Clean cast-iron dishes
In greased cast iron pans before washing add a little salt, then wash the dishes, and wipe the salt.
Nix lipstick smudges
Long-lasting lipstick sticks to the case and is difficult to clean. Rubbing a little salt on a glass of colored lipstick will remove things before you wash them.
Freshen up cutting boards
Your cutting boards and breadboards will be damaged by cutting overtime, but they can look just as good as new if you rub them with a damp saltwater cloth.
Check an egg’s freshness
If you are not sure if the eggs you have in the fridge are still good to eat, put the egg in a cup of water containing two teaspoons of salt. A fresh egg will sink, but if it floats then it is not for use.
When you don’t want to clean your refrigerator with chemicals, using a handful of salt mixed with a liter of water can be of immense benefit. You can apply the mixture with a sponge, and clean the inside of the refrigerator without damaging the surfaces.

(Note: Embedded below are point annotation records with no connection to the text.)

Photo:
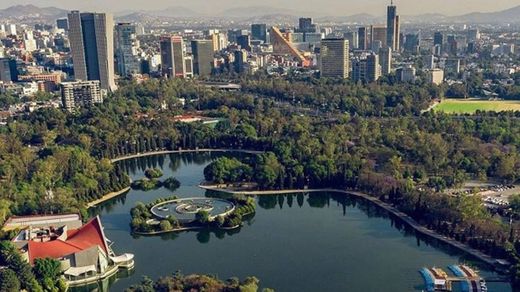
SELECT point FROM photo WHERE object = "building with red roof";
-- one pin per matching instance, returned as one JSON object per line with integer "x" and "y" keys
{"x": 84, "y": 252}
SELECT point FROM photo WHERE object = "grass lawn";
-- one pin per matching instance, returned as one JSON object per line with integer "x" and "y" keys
{"x": 470, "y": 106}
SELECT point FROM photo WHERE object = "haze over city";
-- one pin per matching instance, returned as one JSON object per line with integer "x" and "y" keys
{"x": 326, "y": 7}
{"x": 260, "y": 146}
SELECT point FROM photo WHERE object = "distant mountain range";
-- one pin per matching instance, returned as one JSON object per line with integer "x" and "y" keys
{"x": 266, "y": 14}
{"x": 24, "y": 11}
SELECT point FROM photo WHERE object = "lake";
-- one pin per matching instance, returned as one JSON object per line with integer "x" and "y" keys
{"x": 300, "y": 242}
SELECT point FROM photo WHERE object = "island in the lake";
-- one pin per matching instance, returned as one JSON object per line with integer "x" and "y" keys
{"x": 173, "y": 214}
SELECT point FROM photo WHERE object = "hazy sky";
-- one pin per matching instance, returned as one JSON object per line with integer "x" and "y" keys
{"x": 332, "y": 7}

Speed cleanup of messy dough
Remove the dough that has stuck to your countertop using salt and a sponge. Easy and simple.
No more coffee stains
Sometimes after drinking delicious coffee on the cup can remain noticeable rings that cannot be cleaned with a regular cleaner. Fortunately, you can eradicate these stains with salt and sponge, rubbing directly on the rings.
Clean teapot spouts
In the same way, as with your favorite coffee cup, the teapots get dirty. To clean them put salt and let it stand overnight and the next day boil boiling water through a teapot to make it shine.
Revive a coffee percolator
In a dirty percolator, the taste of coffee is not as it should be. You can clean it by adding to filled percolator with water four tablespoons. Rinse the saltwater solution well and your next cup of coffee should be delicious.
Prevent grease splatters
Prevent grease from spattering, by adding salt to the pan before you start frying the food that spatters most often.
Save burnt coffee
If you don’t like the taste of the burnt coffee, add a dash of salt in it, and restore its sweetness.
Speed up cooking time
People add salt to a pot of water before cooking it because it speeds up cooking by forcing food to cook at a higher temperature.
Remove shells effortlessly
One of the tricks to remove shells from hard-boiled eggs is adding a little salt to the water you plan on boiling your eggs. It will help you to take the shells off effortlessly.